In [None]:
import re 
import tokenize

# Grammar

A <u>Grammar</u> is defined as G = (N, E, P, S) where:
    
    N = set of non-terminals
    E = set of terminals
    P = set of productions
    S = starting symbol 



In [None]:
class Grammar:
    @staticmethod
    def parseLine(line):
        equalPos = line.index('=')
        rhs = line[equalPos + 1:].strip('\n').strip(' ')[1:-1]
        return [symbol.strip() for symbol in rhs.split(',')]
    
    @staticmethod
    def fromFile(fileName):
        with open(fileName) as file: 
            N = Grammar.parseLine(file.readline())
            E = Grammar.parseLine(file.readline())
            S = file.readline().split('=')[1].strip()
            P = Grammar.parseRules([line.strip('\n').strip(' ').strip(',') for line in file][1:-1])
            
            return Grammar(N, E, P, S)

    @staticmethod        
    def parseRules(rules):
        result = []
        
        for rule in rules:
            lhs, rhs = rule.split('->')
            lhs = lhs.strip()
            rhs = [ value.strip() for value in rhs.split('|')]
            
            for value in rhs: 
                result.append((lhs, value.split()))
        
        return result 
   
    def __init__(self, N, E, P, S):
        self.N = N 
        self.E = E
        self.P = P
        self.S = S
        
    def isNonTerminal(self, value):
        return value in self.N
    
    def isTerminal(self, value):
        return value in self.E 
    
    def isRegular(self):
        usedInRhs = dict() 
        notAllowedInRhs = list() 
        
        for rule in self.P: 
            lhs, rhs = rule
            hasTerminal = False 
            hasNonTerminal = False
            for char in rhs: 
                if self.isNonTerminal(char): 
                    usedInRhs[char] = True
                    hasNonTerminal = True
                elif self.isTerminal(char): 
                    if hasNonTerminal: 
                        return False
                    hasTerminal = True 
                if char == 'E': 
                    notAllowedInRhs.append(lhs)
                    
            if hasNonTerminal and not hasTerminal: 
                return False
        
        for char in notAllowedInRhs: 
            if char in usedInRhs: 
                return False 
            
        return True
   
    def getProductionsFor(self, nonTerminal): 
        if not self.isNonTerminal(nonTerminal):
            raise Exception('Can only show productions for non-terminals')
            
        return [ prod for prod in self.P if prod[0] == nonTerminal ]
    
    def showProductionsFor(self, nonTerminal):
        productions = self.getProductionsFor(nonTerminal)
        
        print(', '.join([' -> '.join(prod) for prod in productions]))
        
    def __str__(self):
        return 'N = { ' + ', '.join(self.N) + ' }\n' \
             + 'E = { ' + ', '.join(self.E) + ' }\n' \
             + 'P = { ' + ', '.join([' -> '.join([prod[0], ' '.join(prod[1])]) for prod in self.P]) + ' }\n' \
             + 'S = ' + str(self.S) + '\n'

# LR(0) Parser


For parsing the method from the previous labs was used.
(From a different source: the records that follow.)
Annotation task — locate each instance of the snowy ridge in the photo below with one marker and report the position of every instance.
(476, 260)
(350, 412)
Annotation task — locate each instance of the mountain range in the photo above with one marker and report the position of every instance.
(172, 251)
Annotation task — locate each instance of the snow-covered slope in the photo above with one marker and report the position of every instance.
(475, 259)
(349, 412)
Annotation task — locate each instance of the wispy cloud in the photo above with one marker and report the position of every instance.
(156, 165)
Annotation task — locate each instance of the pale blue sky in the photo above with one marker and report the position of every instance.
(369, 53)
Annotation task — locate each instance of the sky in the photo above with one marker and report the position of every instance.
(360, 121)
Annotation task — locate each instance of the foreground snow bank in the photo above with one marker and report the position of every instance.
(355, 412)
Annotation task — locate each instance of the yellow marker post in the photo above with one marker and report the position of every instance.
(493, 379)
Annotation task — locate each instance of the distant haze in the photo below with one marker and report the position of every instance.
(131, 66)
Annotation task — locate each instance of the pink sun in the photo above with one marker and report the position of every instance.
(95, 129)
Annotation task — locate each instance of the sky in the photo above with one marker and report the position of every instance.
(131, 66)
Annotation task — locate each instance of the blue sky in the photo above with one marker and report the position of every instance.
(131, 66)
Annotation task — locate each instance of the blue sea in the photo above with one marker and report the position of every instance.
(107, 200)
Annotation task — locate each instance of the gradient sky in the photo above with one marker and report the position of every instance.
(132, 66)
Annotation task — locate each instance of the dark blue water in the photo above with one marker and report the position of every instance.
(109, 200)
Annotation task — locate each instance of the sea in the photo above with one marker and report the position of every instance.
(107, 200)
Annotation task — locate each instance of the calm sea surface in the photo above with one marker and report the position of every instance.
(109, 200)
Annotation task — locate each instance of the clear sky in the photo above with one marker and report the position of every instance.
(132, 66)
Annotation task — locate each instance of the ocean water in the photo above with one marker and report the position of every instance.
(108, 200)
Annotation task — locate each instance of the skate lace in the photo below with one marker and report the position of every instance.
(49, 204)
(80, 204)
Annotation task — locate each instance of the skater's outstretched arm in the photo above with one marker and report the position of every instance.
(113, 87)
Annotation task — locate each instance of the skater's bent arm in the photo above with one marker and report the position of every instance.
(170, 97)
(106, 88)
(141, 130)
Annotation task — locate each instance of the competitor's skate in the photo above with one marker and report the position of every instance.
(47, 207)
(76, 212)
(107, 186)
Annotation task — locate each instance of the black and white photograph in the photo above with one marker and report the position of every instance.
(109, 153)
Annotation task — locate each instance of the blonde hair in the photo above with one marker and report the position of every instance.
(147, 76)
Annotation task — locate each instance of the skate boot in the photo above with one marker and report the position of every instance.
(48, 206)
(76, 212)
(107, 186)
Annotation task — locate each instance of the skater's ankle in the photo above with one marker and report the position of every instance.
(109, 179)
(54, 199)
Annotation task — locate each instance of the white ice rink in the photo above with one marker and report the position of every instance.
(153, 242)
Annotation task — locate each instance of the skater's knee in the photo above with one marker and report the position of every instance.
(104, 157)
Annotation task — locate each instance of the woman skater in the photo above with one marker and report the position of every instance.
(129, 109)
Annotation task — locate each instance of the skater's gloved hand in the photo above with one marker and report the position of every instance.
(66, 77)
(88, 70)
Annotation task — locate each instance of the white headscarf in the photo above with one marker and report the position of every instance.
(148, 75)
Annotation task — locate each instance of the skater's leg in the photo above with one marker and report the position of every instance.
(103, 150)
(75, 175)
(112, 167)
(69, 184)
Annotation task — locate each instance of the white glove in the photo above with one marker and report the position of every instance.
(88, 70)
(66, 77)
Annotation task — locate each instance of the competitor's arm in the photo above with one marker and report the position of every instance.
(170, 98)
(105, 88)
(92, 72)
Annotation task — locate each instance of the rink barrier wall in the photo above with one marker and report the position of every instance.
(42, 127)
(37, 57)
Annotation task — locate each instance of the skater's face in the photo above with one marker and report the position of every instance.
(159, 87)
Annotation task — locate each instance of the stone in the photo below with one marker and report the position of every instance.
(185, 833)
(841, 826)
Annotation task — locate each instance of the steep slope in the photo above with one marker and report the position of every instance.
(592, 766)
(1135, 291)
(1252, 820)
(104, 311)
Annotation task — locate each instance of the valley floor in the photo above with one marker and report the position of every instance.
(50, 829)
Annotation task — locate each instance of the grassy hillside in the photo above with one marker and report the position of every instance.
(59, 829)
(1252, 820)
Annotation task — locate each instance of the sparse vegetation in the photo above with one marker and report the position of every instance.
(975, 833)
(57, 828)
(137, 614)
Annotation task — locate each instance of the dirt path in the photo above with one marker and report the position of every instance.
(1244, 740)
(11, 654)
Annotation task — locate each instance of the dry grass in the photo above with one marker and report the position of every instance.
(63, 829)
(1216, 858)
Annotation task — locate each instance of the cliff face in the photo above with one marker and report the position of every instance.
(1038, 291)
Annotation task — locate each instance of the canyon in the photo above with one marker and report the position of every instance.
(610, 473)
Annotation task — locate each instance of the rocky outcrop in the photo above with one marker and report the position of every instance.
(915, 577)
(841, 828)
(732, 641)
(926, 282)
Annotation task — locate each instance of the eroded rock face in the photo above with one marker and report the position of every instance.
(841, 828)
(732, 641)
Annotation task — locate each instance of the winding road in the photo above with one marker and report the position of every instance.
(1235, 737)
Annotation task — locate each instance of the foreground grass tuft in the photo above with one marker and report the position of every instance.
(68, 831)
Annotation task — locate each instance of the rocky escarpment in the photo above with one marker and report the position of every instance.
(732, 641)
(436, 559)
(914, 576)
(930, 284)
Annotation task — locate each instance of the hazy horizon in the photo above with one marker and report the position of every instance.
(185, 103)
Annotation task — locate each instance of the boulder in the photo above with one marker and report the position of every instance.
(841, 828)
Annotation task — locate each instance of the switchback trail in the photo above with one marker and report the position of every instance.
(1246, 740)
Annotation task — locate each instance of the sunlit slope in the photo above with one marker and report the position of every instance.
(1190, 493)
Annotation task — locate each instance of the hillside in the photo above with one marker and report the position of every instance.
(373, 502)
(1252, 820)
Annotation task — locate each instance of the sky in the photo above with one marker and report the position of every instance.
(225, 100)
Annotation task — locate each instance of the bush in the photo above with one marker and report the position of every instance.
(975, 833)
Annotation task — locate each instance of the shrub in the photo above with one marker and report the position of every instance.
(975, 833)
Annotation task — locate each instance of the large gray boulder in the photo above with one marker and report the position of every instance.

Tokenizing the input and then obtaining the resulting PIF.
PIF conversion is done based on a codification tables with each non-terminal being map to a unique id, together with the
codes found in the symbol and constant tables. The grammar implementation and code is also the one used in the previous
work, also including regular grammar verification.
The PIF is then used in the LR(0) parsing algorithm as detailed in the course slides as follows:


Closure Computation 

The closure of a set of LR(0) items can be computed using a simple (but important) little algorithm
Algorithm to compute closure(A)
	set A' equal to A.
	while there is some [ N -> beta1 . M beta2 ] exists in A' such that
	M->beta3 exists in P and [ M ->.beta3 ] exists in A' add [M ->.beta3 ] to A'. 

	
The definition of the LR(0) machine is:

Let the set of states of the machine be the set of all sets of LR(0) items for G.
Let the set of final states be all states except the state corresponding to the empty set of LR(0) item.
Let the initial state be the state corresponding to the set

	closure ( {[ S' ->.S$]} ) 

Let the transition function f: pi(x)(Vn U Vt) -> pi be defined by:

	f(pi,x) = closure(goto(pi,x)) 


Reguli tabel LR(0)

    1.dacă [A → α.β] ∈si atunci acțiune(si)=shift
	2.dacă [A → β.] ∈si și A ≠Sʹ atunci acțiune(si)=reduce l, unde l -numărul producției A → β
	3.dacă [Sʹ → S.] ∈si atunci acțiune(si)=acc
	4.dacă goto(si, X) = sj atunci goto(si, X) = sj
	5.toate celelalte valori = eroare


In [None]:
class Lr0Parser: 
    
    def __init__(self, grammar): 
        self.__grammar = grammar
        self.__workingStack = []
        self.__inputStack = []
        self.__output = [] 
        
    def closure(self, productions): 
        
        if productions == []:
            return None
        C = productions
        finished = False 
        
        while not finished:
            finished = True 
            for dottedProd in C:
                dotIndex = dottedProd[1].index('.')
                alpha = dottedProd[1][:dotIndex]
                Bbeta = dottedProd[1][dotIndex + 1:]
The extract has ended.